Cyclist Deaths Highlight Rider Dangers
Two Wyoming bicyclists have been killed in the past several days, spurring calls from Wyoming’s cycling community for increased rider awareness and safety legislation.
On Friday, Matthew Harker, 39, died of brain trauma—one day after he was struck by an SUV in Casper.
On Saturday, 65-year-old Larry Hurst of Sheridan was killed after he and his wife were struck by a vehicle in on U.S. Highway 87 in Sheridan. His wife, Sarah, was critically injured in the crash and taken to a hospital in Billings.
Cycle Wyoming President Amber Travsky says tragedies like this are reminders of just what’s at stake for bicyclists.

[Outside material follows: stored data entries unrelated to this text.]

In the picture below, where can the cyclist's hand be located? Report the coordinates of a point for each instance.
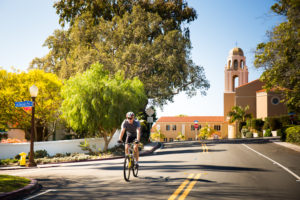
(120, 141)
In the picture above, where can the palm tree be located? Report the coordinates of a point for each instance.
(238, 114)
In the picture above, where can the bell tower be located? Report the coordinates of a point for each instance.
(235, 69)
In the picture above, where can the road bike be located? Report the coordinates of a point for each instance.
(129, 163)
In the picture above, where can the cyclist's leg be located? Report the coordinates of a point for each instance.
(128, 140)
(136, 152)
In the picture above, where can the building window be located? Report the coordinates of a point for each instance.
(167, 127)
(275, 100)
(174, 127)
(217, 127)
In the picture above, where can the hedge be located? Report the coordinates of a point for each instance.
(293, 134)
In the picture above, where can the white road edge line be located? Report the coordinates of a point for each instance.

“It’s scary stuff, because whether the bicyclist is right or wrong, we can’t tango with a two-ton piece of metal,” Travsky said. “We’ll lose no matter who’s at fault. It’s just scary, and it does nothing to promote cycling.”
Travsky says the state should adopt a ‘safe passing law’—which would require motorists to pass cyclists only when road conditions allow for a buffer between them. Many states have adopted laws calling for a 3-foot buffer.

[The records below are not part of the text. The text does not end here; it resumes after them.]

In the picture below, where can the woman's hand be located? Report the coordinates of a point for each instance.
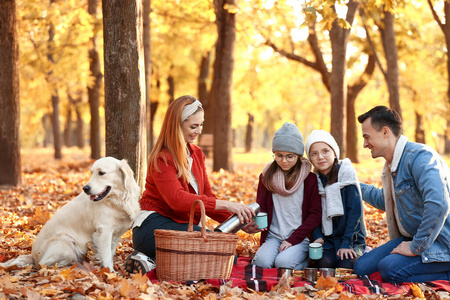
(403, 249)
(244, 213)
(252, 228)
(346, 253)
(284, 245)
(320, 241)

“I would like to see a distance of five feet,” Travsky said, “where you can’t, as a motorist, pass a bike unless it’s safe for you to pass with that kind of a buffer.”
Last month, the League of American Bicyclists released its annual report, showing that Wyoming had dropped 3 spots in the bike-friendliness rankings since last year, and now ranks 36th.